Sunday, April 7, 2013

Roasted Vegetables With Bacon

For Christmas, Dustin gave me a cooking class (of my choice) and Lynnette and I decided to do it together. We chose "Cooking Without A Cookbook".  We had so much fun and since then, I have tried to "be bold and try anything" as our instructor taught us.  These were the roasted vegetables that my group prepared that night (we were split into small groups, shown a whole bunch of ingredients we could choose from, and instructed to make roasted veggies, a side dish, like quinoa, and a main dish).  We were so happy with how everything turned out and I have since recreated these veggies for my family.

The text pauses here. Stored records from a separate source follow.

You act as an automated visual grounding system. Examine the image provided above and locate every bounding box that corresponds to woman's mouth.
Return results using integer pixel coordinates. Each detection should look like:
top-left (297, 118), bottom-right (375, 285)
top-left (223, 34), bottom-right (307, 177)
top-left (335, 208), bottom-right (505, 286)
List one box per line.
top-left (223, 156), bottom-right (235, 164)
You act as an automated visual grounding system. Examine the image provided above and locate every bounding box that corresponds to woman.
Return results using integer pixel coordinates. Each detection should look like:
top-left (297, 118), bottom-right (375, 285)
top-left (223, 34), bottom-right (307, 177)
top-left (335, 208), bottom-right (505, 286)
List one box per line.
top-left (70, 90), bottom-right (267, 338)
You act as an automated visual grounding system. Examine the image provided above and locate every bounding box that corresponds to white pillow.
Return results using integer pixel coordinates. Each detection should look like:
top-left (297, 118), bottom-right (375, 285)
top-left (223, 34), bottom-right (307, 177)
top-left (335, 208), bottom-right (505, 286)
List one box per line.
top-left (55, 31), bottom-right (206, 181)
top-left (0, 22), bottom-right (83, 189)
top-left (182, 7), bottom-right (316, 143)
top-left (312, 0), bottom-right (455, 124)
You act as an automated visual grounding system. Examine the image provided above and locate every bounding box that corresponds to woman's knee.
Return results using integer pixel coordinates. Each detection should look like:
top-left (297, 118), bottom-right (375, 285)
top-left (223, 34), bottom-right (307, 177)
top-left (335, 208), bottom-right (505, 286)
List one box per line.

Roasted Vegetables With Bacon
by: Carolyn

3 or 4 varieties of vegetables (the first time I did carrots, brussel sprouts, red onions and cauliflower)
4 slices of bacon (give or take a slice)
canola oil
fresh mint
fresh marjoram
red pepper flakes to taste
dash of nutmeg
salt and pepper to taste

Preheat your oven to 350 degrees.  Chop your vegetables all about the same size.  Pour them in to a large bowl.  In a frying pan, cook your bacon.  Set the bacon aside and pour the bacon grease (I know, I know, but it is going to taste so good!) over the veggies.  Chop up the mint and marjoram and add them to the bowl.  Add your red pepper flakes (I did about 1/2 tsp.), nutmeg and salt and pepper and stir it all gently to coat.  If you need a little more oil to coat everything, add a little canola oil.  You can taste one of your veggies to see if the flavor is good, or if you need to add more of anything (I'd taste a carrot).  When you have it how you want it, pour the vegetables onto a 11 X 17 pan.  Chop your bacon into small pieces and sprinkle it over the veggies.  Roast them in the oven for 45 minutes, to an hour, or until they are tender, stirring often.